Yesterday, Japanese shares outperformed the region with a 0.7% gain that helped the Nikkei recoup almost all losses from Monday’s drop. The gain may have been propelled by the Bank of Japan’s decision to maintain its bond-buying program.
Bank of Japan keep stimulus plan going
Yesterday, the Bank of Japan pledged to expand the monetary base at a pace of 60 trillion to 70 trillion yen per year, in line with street consensus.
The decision to maintain its record easing comes on the back of April’s consumption tax bump from 5% to 8%, a move that some fear could strangle Japan's economic recovery if consumers suffer negative wage growth.
Japan’s 4Q2013 GDP’s growth of 0.3% had come below analysts’ expectations for 0.7%. Many economists have been expecting consumers to rush out and stock up on supplies prior to the sales tax hike due in April. According to a Bloomberg poll, Japan’s economy is forecast to shrink 3.9% in the three months from April, ending a projected six straight quarters of growth.

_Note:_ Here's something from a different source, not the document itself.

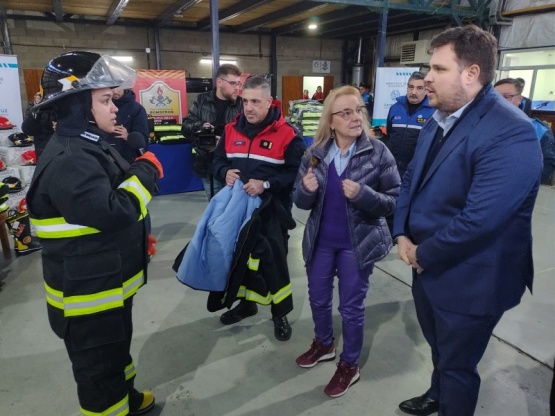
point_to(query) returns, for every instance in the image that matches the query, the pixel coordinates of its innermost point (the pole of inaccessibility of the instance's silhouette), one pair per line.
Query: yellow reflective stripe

According to CNBC, some economists believe that continued weaker than expected growth may prompt further easing from the Bank of Japan. The Bank of Japan had spurred the Nikkei 225 to make its biggest one-day rally this year when it doubled the scale of lending programs on February 18, fuelling expectations of further easing. Based on a Bloomberg survey of economists, 88% foresee further easing by the end of the year.
Nikkei trading above important level
Yesterday’s gain took the Nikkei 225 back above 15.155 – the important 50% retracement of its fall from 16,320 on 30 December 2013 to 13,996 on 5 February this year.
Looking at fundamentals, Bloomberg pointed out that stocks on the Tokyo Stock Exchange fell 5.3% this year, the biggest drop among major developed markets, after surging 51% last year. The gauge traded at 1.21 times book value yesterday, compared with 2.62x for the S&P 500 and 1.86x for the Stoxx Europe 600 Index yesterday.